Can we find an Stein operator characterizing a distribution without density function?

It is known that Stein operator characterizes a probability distribution and there are a lot of ways of find a Stein operator.

For example, if $Z$ is the standard normal distribution, with pdf(probability density function, same below) $$p(x)=\frac{1}{\sqrt{2\pi }}e^{-x^2/2}$$, then $p$ is a solution of $Bg=0$ where $Bg=-g'-xg$. So one Stein operator of $p$ is the adjoint $A$ of $B$: $$Ag=g-xg$$

Can we find Stein operators if we have some characterization of a RV other than a formula for its distribution (such as its characteristic function) or is a formula for the pdf always required?

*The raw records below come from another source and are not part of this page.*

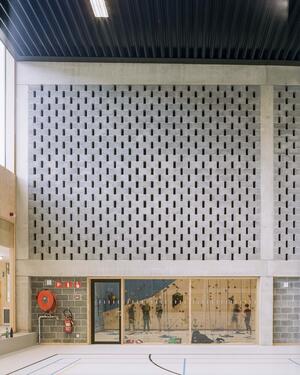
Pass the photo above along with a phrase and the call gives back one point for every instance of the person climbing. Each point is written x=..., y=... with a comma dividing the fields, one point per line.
x=247, y=319
x=235, y=315
x=159, y=312
x=146, y=316
x=131, y=317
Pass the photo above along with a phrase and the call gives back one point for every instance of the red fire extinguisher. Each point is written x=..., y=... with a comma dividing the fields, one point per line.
x=68, y=321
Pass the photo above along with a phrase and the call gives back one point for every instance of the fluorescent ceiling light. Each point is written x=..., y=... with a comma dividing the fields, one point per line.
x=99, y=8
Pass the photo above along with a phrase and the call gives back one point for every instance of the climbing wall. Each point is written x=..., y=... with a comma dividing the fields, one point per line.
x=213, y=301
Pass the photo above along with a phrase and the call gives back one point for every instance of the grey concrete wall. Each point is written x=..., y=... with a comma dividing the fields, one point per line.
x=52, y=330
x=287, y=310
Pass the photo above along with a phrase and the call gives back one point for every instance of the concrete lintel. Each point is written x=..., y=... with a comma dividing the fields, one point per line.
x=134, y=73
x=156, y=268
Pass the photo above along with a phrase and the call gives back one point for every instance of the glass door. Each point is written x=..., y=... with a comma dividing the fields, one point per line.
x=106, y=311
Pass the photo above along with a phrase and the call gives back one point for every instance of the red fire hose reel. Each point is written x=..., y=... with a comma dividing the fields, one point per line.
x=46, y=301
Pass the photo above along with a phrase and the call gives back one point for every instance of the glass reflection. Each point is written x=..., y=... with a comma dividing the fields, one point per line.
x=223, y=311
x=156, y=311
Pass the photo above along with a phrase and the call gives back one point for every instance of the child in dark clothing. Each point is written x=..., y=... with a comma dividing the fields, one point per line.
x=247, y=313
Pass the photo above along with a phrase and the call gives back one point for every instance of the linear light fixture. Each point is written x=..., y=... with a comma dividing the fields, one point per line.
x=99, y=8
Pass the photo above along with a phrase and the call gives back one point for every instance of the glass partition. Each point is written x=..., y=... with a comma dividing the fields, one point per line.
x=174, y=311
x=156, y=311
x=106, y=314
x=223, y=311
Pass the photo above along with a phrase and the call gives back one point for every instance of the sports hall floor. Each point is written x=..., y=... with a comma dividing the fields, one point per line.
x=134, y=360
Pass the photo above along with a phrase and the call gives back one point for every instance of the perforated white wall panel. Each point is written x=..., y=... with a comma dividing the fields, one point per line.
x=287, y=171
x=144, y=172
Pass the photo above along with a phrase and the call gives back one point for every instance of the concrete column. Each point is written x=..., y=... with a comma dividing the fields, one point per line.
x=23, y=283
x=265, y=311
x=23, y=305
x=267, y=178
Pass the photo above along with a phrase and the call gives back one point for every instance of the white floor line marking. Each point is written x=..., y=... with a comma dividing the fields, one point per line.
x=296, y=363
x=163, y=368
x=66, y=367
x=49, y=364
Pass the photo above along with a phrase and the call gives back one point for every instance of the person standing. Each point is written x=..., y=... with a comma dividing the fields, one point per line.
x=235, y=316
x=159, y=312
x=146, y=316
x=131, y=317
x=247, y=313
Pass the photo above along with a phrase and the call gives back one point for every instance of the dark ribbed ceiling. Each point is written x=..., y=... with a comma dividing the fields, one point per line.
x=235, y=31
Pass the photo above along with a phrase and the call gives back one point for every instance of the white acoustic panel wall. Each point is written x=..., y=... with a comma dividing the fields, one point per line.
x=287, y=172
x=144, y=172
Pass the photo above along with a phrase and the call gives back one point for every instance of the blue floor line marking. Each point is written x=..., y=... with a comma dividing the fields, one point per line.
x=68, y=365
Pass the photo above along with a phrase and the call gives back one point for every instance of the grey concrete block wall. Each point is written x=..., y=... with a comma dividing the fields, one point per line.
x=52, y=330
x=287, y=172
x=144, y=172
x=286, y=322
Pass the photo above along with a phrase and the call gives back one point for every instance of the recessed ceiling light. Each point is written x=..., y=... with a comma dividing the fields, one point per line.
x=99, y=8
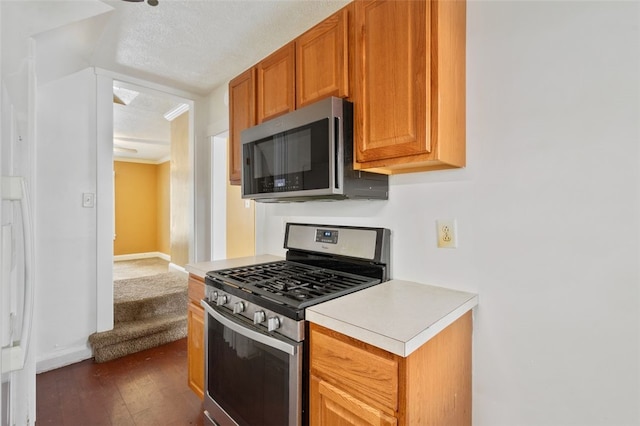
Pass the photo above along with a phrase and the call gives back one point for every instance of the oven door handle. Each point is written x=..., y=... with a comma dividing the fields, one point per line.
x=249, y=333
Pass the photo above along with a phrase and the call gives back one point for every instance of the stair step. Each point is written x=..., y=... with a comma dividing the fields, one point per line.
x=133, y=310
x=120, y=349
x=148, y=312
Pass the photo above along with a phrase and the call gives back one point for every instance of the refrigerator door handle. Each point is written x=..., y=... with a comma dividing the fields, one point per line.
x=14, y=188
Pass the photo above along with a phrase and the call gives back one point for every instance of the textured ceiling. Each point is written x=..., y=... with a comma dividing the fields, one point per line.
x=190, y=45
x=197, y=45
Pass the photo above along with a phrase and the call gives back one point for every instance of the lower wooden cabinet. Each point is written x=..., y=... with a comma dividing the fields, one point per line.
x=354, y=383
x=332, y=406
x=195, y=336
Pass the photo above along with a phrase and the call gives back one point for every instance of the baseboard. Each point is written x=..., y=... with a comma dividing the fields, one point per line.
x=134, y=256
x=177, y=268
x=63, y=358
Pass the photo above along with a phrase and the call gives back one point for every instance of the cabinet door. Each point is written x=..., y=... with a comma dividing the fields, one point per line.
x=276, y=84
x=332, y=406
x=322, y=60
x=242, y=115
x=392, y=75
x=195, y=348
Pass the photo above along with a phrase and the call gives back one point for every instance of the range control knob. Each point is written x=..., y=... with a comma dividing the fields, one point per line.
x=273, y=323
x=259, y=317
x=238, y=307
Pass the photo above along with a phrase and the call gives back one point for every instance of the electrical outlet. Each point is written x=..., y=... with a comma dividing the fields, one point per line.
x=88, y=199
x=446, y=233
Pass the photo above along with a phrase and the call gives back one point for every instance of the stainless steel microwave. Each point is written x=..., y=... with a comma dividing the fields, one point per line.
x=307, y=154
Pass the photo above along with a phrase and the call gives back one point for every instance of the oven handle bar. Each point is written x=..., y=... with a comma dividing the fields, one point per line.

What information about the random variable can be used to find Stein operator other rather than a formula for its pdf?

The answer is yes. Stein operator is essentially no more than a differential equation $E$(written as an operator notation) which characterized a distribution $f$ as its unique solution. That is the reason why Stein operator method allows us to characterize distribution $f_Z$ as a unique solution to $E$. Consider the classic Stein operator $$E:f\mapsto f'(x)-xf(x)$$ and we can choose any $g:\mathbb{R}\rightarrow\mathbb{R}$ which is a bounded continuous function, then the Green function (simultaneously density function of a normal distribution)

$$f(x)=e^{\frac{x^{2}}{2}}{\displaystyle \int_{-\infty}^{x}(g(t)-\boldsymbol{E}_{f_Z}g(Z))e^{\frac{-t^{2}}{2}}dt}$$

is the unique bounded functional solution of the following ODE

$$f'(x)-xf(x)=g(x)-\boldsymbol{E}_{f_Z}g(Z)$$

Therefore the question to ask is what kind of $g$ you are looking for to characterize the distribution $f_Z$ using distribution properties of $g(Z),Z\sim f_Z$ to construct something on RHS and that is also why Stein operator is not unique, people usually find it hard to decide $g(x)$ in various applications due to the available measurement methods.

For example, if we know some information about the fourth moment of $f_Z$, then I may choose a Stein operator $E_1:f\mapsto f^{(4)}$ and then figure out what kind of $g$ will serve this purpose on the RHS of the equation $Ef= G(\boldsymbol{E}_{f_Z}{Z^4})$. On the other hand if we know what kind of Stein equation we must have, we can equivalently set up the boundary condition of a certain differential equation on the fourth derivative of the characteristic function of $f$ and then seek a solution to theis equation.

Reference

Chen, Louis HY, Larry Goldstein, and Qi-Man Shao. Normal approximation by Stein’s method. Springer Science & Business Media, 2010.